Zhou Quan, Shi Huimin, Xiang Weikang, Kang Bin, Latecki Longin Jan
IEEE Trans Neural Netw Learn Syst. 2025 Mar;36(3):4504-4518. doi: 10.1109/TNNLS.2024.3376563. Epub 2025 Feb 28.
The recent advances in compressing high-accuracy convolutional neural networks (CNNs) have witnessed remarkable progress in real-time object detection. To accelerate detection speed, lightweight detectors always have few convolution layers using a single-path backbone. Single-path architecture, however, involves continuous pooling and downsampling operations, always resulting in coarse and inaccurate feature maps that are disadvantageous to locate objects. On the other hand, due to limited network capacity, recent lightweight networks are often weak in representing large-scale visual data. To address these problems, we present a dual-path network, named DPNet, with a lightweight attention scheme for real-time object detection. The dual-path architecture enables us to extract in parallel high-level semantic features and low-level object details. Although DPNet has a nearly duplicated shape with respect to single-path detectors, the computational costs and model size are not significantly increased. To enhance representation capability, a lightweight self-correlation module (LSCM) is designed to capture global interactions, with only a few computational overheads and network parameters. In the neck, LSCM is extended into a lightweight cross correlation module (LCCM), capturing mutual dependencies among neighboring scale features. We have conducted exhaustive experiments on MS COCO, Pascal VOC 2007, and ImageNet datasets. The experimental results demonstrate that DPNet achieves a state-of-the-art trade off between detection accuracy and implementation efficiency. More specifically, DPNet achieves 31.3% AP on MS COCO test-dev, 82.7% mAP on Pascal VOC 2007 test set, and 41.6% mAP on ImageNet validation set, together with nearly 2.5M model size, 1.04 GFLOPs, and 164 and 196 frames/s (FPS) FPS for input images of three datasets.

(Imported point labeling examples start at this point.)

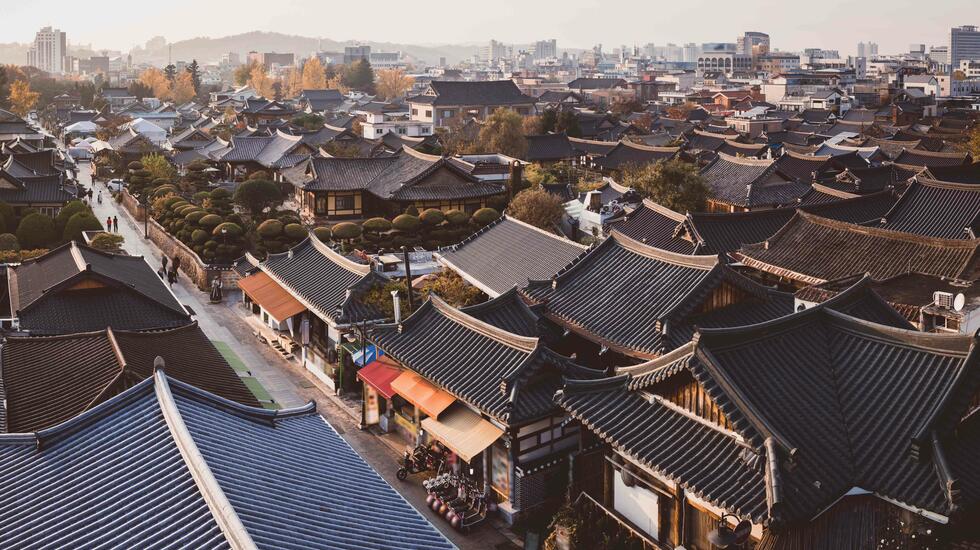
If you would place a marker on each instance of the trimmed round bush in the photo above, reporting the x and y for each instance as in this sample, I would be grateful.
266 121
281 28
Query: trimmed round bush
432 217
406 223
269 229
194 216
232 230
199 236
457 218
210 220
294 231
322 233
83 221
8 241
376 225
484 216
346 230
36 231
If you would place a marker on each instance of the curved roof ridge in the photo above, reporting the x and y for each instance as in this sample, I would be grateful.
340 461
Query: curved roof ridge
660 362
885 233
522 343
663 210
705 262
745 161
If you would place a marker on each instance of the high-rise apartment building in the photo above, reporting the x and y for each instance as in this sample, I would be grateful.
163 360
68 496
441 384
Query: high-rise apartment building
964 43
49 51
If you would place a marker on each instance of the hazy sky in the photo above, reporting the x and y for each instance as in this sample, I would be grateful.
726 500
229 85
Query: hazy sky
793 25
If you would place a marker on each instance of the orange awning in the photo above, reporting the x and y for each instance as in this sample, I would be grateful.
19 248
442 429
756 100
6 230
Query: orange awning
418 391
273 298
380 374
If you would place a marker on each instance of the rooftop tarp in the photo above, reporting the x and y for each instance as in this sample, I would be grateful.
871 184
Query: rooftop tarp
463 431
273 298
418 391
380 374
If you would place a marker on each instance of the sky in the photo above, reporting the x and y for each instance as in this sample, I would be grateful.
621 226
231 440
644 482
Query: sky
830 24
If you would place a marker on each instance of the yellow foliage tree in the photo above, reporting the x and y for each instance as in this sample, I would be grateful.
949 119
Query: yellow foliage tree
183 89
22 98
155 80
314 77
260 81
392 83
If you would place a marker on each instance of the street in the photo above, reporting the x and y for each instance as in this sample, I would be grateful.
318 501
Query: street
287 382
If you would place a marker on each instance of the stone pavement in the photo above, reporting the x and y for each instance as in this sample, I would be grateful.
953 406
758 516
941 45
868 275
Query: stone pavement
288 382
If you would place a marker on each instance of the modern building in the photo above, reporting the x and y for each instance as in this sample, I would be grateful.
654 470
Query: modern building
964 43
49 51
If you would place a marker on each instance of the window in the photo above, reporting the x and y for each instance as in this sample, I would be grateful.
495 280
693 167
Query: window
344 202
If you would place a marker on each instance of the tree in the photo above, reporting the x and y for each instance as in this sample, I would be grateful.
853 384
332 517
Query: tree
157 81
36 231
538 208
314 77
80 222
22 99
675 184
503 133
195 71
257 195
393 83
360 76
260 81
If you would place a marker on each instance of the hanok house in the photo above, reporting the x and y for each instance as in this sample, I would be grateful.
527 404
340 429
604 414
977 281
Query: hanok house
353 188
822 430
639 302
202 472
508 253
740 184
273 153
75 288
812 250
308 298
51 379
445 101
928 302
484 393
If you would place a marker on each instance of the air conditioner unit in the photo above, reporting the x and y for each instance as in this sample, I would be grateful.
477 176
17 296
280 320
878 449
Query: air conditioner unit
943 299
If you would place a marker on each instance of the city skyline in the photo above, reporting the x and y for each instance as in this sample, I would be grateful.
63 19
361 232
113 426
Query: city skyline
122 29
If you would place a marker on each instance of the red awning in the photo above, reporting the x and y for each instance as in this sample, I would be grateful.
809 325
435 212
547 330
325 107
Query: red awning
379 374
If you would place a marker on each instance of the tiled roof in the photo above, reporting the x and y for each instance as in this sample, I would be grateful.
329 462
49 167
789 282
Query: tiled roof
190 462
128 295
324 281
836 249
750 183
936 209
51 379
549 147
508 253
633 298
487 367
930 159
814 419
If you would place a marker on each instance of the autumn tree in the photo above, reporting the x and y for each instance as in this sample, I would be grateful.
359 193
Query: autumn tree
260 81
393 83
22 99
314 76
503 132
537 207
675 184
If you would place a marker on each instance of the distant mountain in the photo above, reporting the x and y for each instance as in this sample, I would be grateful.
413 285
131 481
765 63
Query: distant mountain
207 50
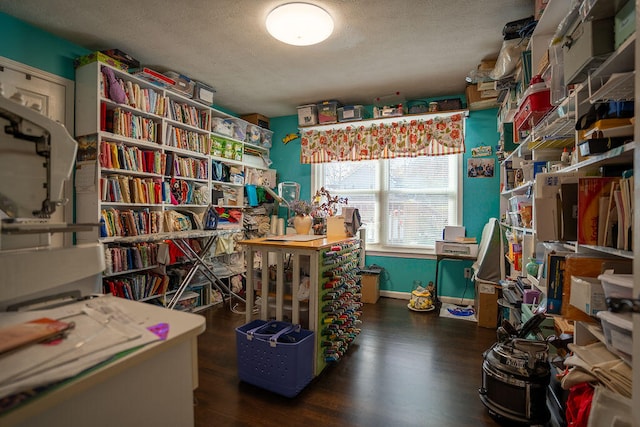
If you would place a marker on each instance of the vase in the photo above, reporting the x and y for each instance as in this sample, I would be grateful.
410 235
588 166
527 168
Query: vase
302 223
532 267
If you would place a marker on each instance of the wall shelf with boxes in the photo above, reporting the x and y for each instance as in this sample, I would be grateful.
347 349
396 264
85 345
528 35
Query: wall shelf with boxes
332 115
151 163
576 163
332 306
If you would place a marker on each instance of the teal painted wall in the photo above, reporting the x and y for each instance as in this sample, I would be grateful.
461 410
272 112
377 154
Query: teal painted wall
32 46
42 50
481 202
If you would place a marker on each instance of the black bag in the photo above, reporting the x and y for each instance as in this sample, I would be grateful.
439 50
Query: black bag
518 29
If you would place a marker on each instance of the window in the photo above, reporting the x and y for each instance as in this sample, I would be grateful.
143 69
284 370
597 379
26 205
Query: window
404 202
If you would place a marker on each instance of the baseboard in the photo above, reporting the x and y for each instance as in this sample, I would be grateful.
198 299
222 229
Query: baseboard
407 296
396 294
457 301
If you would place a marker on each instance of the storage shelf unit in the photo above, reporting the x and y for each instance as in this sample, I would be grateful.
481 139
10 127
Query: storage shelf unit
556 131
334 289
150 155
612 79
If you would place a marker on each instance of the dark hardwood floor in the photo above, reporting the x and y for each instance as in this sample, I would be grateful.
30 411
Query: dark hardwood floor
404 369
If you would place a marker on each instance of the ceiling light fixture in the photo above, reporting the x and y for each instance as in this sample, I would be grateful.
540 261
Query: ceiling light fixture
299 24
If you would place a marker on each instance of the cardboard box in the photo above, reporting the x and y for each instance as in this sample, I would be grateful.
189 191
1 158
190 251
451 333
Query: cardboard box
335 227
555 279
454 248
590 190
370 288
539 8
585 266
624 23
591 42
257 119
587 294
486 304
475 100
100 57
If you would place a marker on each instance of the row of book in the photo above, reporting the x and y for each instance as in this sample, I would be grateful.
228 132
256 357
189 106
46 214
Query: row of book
190 115
128 189
187 140
605 211
125 123
153 102
188 167
137 286
143 99
131 257
119 156
129 222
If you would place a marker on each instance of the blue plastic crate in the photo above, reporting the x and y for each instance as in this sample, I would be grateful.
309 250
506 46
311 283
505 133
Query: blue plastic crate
276 358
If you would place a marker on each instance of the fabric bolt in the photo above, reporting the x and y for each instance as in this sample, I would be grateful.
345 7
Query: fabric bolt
404 138
579 405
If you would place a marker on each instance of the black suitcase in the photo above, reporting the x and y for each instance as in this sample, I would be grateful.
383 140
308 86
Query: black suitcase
516 374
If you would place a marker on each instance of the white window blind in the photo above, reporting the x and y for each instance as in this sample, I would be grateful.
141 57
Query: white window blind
404 202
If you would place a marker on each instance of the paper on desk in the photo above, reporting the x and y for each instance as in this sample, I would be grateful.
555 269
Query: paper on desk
103 329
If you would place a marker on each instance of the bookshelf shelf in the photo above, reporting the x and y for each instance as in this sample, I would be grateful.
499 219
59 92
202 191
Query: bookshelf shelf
613 79
149 156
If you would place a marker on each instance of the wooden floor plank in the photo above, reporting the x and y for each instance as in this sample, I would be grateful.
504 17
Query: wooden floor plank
405 369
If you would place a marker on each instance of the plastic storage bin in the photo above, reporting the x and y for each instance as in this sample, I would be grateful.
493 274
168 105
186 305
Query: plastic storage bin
183 84
515 201
223 126
275 356
536 105
203 93
618 332
307 115
351 112
617 285
266 138
328 112
240 129
254 134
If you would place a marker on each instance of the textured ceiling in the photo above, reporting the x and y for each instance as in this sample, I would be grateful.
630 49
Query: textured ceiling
421 48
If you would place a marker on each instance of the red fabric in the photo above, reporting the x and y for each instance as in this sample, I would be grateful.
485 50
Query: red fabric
579 405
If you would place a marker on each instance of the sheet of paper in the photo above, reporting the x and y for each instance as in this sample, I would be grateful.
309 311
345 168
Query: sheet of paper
102 330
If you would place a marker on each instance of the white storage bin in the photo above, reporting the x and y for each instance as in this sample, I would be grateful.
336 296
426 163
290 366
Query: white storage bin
240 129
222 126
516 200
267 137
307 115
617 285
618 332
254 134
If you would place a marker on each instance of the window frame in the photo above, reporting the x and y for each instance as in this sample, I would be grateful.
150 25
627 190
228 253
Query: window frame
381 187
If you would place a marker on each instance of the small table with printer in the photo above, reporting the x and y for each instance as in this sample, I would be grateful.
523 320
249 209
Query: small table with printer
453 250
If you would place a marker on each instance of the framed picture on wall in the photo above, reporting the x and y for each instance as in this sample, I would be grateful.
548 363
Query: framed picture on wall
480 168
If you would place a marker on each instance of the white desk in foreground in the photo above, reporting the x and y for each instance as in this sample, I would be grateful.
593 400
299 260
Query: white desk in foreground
152 386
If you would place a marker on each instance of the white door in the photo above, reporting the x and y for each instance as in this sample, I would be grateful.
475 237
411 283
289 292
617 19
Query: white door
22 174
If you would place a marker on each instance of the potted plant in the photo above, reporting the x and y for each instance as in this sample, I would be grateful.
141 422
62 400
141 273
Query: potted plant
302 220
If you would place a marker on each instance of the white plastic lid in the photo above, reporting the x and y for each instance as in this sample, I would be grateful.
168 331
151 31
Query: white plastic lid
621 320
625 280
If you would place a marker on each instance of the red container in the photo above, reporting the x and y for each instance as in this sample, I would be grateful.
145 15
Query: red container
535 106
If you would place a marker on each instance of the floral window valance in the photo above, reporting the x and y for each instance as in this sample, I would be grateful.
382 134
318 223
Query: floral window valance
406 137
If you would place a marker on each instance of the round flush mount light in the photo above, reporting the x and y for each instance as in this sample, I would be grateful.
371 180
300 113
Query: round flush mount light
299 24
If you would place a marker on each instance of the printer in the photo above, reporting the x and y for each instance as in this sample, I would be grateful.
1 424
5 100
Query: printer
453 243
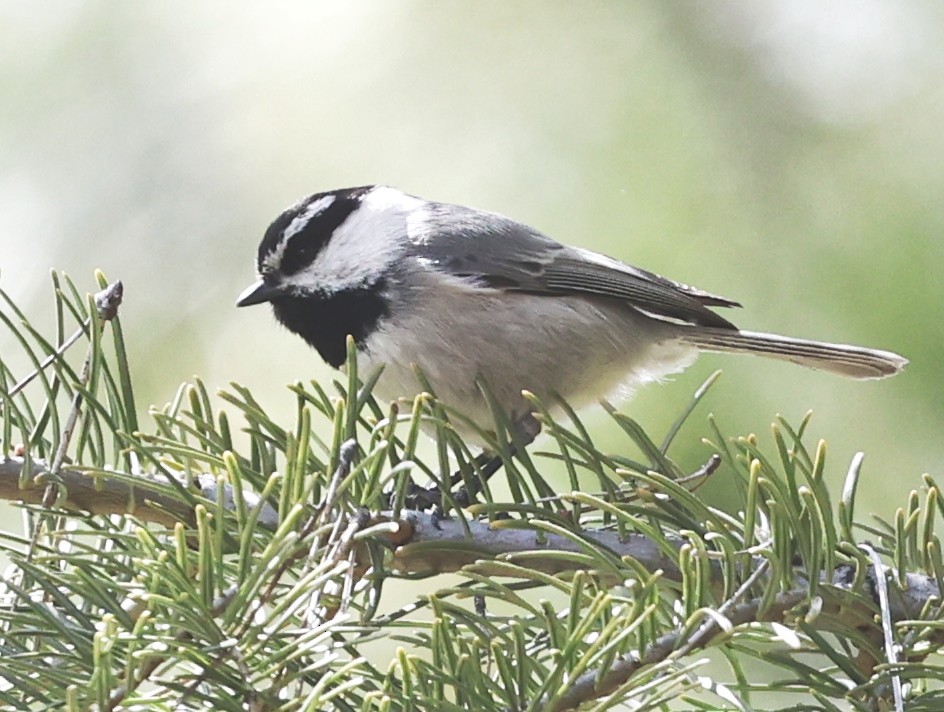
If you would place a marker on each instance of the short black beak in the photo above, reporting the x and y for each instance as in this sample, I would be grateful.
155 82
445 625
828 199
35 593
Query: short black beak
257 294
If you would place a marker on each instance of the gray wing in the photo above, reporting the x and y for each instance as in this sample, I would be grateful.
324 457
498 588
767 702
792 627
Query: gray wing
500 253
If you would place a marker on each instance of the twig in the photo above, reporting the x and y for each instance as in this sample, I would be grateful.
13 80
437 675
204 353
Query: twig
594 685
881 586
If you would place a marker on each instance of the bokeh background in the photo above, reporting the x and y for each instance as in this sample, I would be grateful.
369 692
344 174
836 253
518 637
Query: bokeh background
789 155
786 154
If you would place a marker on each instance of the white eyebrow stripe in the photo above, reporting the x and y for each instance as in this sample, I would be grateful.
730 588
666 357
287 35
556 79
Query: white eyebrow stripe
272 260
315 207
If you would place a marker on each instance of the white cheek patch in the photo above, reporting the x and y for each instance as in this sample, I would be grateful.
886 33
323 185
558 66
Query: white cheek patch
273 260
364 246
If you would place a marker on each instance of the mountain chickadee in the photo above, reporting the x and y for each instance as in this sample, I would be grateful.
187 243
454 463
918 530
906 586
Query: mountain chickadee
464 293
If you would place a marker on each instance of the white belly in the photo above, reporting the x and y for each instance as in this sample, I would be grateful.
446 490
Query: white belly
521 342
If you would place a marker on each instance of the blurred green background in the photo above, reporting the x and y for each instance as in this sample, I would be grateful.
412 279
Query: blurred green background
788 154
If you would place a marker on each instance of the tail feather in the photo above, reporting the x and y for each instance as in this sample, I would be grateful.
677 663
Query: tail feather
852 361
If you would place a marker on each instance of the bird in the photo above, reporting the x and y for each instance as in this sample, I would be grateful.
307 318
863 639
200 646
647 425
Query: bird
468 295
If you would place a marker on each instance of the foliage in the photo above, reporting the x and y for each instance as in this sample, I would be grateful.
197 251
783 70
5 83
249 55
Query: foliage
236 608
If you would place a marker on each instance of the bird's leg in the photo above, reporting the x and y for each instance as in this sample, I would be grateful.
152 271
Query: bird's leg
527 428
486 465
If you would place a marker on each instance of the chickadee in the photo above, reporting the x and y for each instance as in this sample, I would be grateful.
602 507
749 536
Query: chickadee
464 293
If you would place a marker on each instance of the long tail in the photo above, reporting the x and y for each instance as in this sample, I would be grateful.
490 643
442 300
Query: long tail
852 361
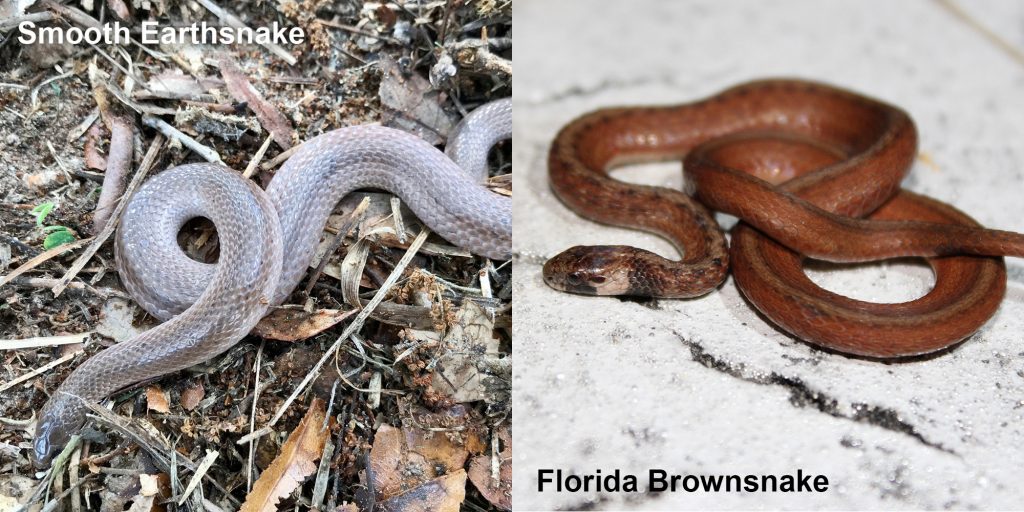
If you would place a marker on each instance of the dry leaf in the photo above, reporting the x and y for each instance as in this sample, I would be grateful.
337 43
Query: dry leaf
156 399
408 458
296 462
443 494
416 103
116 321
192 395
269 116
498 493
468 346
14 491
296 325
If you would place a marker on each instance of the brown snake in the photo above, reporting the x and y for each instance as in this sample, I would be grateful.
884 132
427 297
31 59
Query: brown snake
800 163
267 241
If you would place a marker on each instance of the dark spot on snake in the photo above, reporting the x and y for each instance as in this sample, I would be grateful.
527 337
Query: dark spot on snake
648 302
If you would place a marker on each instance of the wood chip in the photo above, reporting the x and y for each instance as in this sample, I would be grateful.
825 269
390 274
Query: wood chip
297 461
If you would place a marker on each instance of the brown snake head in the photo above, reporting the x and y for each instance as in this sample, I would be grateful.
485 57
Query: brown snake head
590 270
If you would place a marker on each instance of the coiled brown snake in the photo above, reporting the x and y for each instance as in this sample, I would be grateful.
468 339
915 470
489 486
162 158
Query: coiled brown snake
267 241
839 157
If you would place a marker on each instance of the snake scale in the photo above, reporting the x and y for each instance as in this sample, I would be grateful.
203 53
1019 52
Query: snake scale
267 241
812 171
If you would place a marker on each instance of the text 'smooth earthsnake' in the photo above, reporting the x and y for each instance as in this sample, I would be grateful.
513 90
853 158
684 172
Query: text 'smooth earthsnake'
800 163
267 241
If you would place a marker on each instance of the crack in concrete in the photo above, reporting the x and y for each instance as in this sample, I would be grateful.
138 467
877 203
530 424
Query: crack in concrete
803 396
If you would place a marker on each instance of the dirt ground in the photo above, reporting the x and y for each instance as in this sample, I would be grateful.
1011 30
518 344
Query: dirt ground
397 439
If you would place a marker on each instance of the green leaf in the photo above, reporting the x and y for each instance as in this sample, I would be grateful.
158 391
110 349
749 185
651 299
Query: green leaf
57 238
41 212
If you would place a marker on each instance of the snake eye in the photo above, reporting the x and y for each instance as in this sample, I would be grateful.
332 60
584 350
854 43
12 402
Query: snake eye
574 279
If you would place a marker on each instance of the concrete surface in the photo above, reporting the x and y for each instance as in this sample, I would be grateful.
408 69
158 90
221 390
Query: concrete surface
708 387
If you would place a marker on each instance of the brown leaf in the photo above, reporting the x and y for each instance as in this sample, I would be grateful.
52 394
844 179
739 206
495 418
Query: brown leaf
271 118
408 458
296 462
467 344
192 395
156 399
414 102
500 493
443 494
296 325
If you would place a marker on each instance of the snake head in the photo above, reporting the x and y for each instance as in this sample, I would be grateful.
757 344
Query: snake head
590 270
53 430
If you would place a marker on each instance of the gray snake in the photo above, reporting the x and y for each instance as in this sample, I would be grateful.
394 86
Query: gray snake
267 241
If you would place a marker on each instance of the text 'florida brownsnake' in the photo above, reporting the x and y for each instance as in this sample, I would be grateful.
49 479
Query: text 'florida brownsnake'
266 243
812 171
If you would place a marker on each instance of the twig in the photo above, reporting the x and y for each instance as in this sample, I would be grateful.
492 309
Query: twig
360 32
257 158
356 324
211 456
353 218
232 20
269 117
208 154
252 419
274 162
39 371
46 341
119 158
9 24
143 169
399 225
42 258
35 92
102 292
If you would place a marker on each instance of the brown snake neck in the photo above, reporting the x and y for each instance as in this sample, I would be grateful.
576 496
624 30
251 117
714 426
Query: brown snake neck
812 171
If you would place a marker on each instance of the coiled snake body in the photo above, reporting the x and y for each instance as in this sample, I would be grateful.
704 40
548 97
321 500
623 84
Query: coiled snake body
800 163
267 241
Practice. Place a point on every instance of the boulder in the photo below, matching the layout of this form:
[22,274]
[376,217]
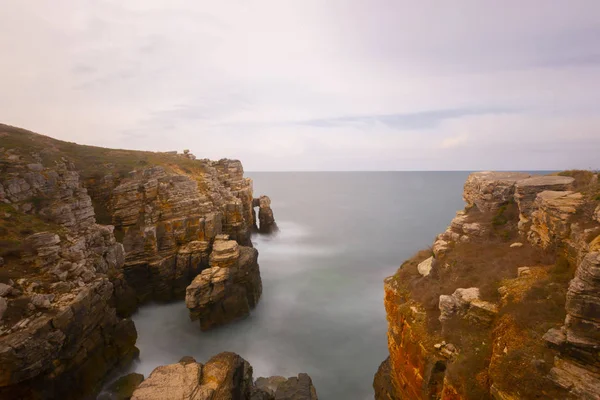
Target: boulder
[489,190]
[265,216]
[226,376]
[300,388]
[229,289]
[425,266]
[550,217]
[123,388]
[526,190]
[180,381]
[466,303]
[3,307]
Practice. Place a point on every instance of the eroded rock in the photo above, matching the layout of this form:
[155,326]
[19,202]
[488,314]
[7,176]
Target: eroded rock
[489,190]
[229,289]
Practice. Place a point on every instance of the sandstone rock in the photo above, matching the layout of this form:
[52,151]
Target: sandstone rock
[300,388]
[458,303]
[581,382]
[424,267]
[440,247]
[123,388]
[527,190]
[175,381]
[42,300]
[229,289]
[265,216]
[550,218]
[3,307]
[5,290]
[269,384]
[583,302]
[489,190]
[226,376]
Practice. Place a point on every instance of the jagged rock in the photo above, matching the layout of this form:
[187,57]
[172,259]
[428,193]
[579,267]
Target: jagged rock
[160,213]
[550,218]
[63,343]
[425,266]
[3,307]
[5,290]
[269,384]
[489,190]
[440,247]
[581,382]
[179,381]
[300,388]
[42,300]
[226,376]
[583,302]
[458,302]
[466,303]
[265,215]
[123,388]
[527,190]
[229,289]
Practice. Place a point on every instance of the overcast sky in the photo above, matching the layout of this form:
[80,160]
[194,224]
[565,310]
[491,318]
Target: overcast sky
[312,84]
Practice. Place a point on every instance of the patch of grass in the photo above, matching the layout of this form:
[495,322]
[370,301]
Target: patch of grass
[582,177]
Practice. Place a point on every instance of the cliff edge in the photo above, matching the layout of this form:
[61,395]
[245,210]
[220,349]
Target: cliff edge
[506,302]
[87,234]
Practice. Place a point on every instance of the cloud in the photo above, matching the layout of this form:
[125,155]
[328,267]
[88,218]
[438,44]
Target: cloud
[313,84]
[454,141]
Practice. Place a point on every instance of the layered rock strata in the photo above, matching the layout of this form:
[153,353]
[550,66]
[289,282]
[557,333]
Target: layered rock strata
[225,376]
[168,221]
[265,215]
[228,289]
[60,333]
[507,355]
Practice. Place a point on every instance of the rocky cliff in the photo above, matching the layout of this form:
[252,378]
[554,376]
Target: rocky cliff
[87,234]
[505,303]
[224,376]
[60,278]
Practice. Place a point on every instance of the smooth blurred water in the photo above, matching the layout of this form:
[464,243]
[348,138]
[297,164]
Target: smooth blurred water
[321,311]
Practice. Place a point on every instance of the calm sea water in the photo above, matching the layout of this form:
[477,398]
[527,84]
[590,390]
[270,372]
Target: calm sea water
[321,310]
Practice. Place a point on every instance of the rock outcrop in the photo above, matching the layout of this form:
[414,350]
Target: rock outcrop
[526,192]
[165,216]
[225,376]
[265,215]
[543,231]
[489,190]
[87,234]
[228,289]
[60,333]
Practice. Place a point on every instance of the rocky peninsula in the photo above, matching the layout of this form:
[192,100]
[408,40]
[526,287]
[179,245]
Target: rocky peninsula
[505,304]
[88,234]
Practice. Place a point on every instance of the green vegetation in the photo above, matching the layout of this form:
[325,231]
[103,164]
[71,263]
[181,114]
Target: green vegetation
[92,162]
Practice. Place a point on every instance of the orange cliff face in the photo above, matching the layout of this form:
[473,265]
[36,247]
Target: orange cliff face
[414,369]
[492,310]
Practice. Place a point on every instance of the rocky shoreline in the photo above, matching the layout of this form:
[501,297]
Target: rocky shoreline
[89,234]
[505,304]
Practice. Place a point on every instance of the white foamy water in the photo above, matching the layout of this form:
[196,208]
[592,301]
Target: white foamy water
[321,311]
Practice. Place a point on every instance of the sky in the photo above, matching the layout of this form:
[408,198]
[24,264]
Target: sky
[312,84]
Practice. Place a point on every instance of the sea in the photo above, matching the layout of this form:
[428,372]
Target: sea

在压缩高精度卷积神经网络(CNN)方面的最新进展在实时目标检测中取得了显著进展。为了加快检测速度,轻量级检测器通常使用单路径主干,卷积层较少。然而,单路径架构涉及连续的池化和下采样操作,总是会产生粗糙且不准确的特征图,不利于目标定位。另一方面,由于网络容量有限,最近的轻量级网络在表示大规模视觉数据方面往往较弱。为了解决这些问题,我们提出了一种双路径网络,名为DPNet,它具有用于实时目标检测的轻量级注意力机制。双路径架构使我们能够并行提取高级语义特征和低级目标细节。虽然DPNet相对于单路径检测器具有几乎相同的形状,但计算成本和模型大小并没有显著增加。为了增强表示能力,设计了一种轻量级自相关模块(LSCM)来捕获全局交互,只需要很少的计算开销和网络参数。在颈部,LSCM扩展为轻量级交叉相关模块(LCCM),捕获相邻尺度特征之间的相互依赖关系。我们在MS COCO、Pascal VOC 2007和ImageNet数据集上进行了详尽的实验。实验结果表明,DPNet在检测精度和实现效率之间实现了最优平衡。具体而言,DPNet在MS COCO测试开发集上达到31.3%的平均精度(AP),在Pascal VOC 2007测试集上达到82.7%的平均精度均值(mAP),在ImageNet验证集上达到41.6%的平均精度均值(mAP),同时模型大小接近250万,浮点运算次数(GFLOPs)为1.04,对于三个数据集的输入图像,帧率分别为164帧/秒和196帧/秒(FPS)。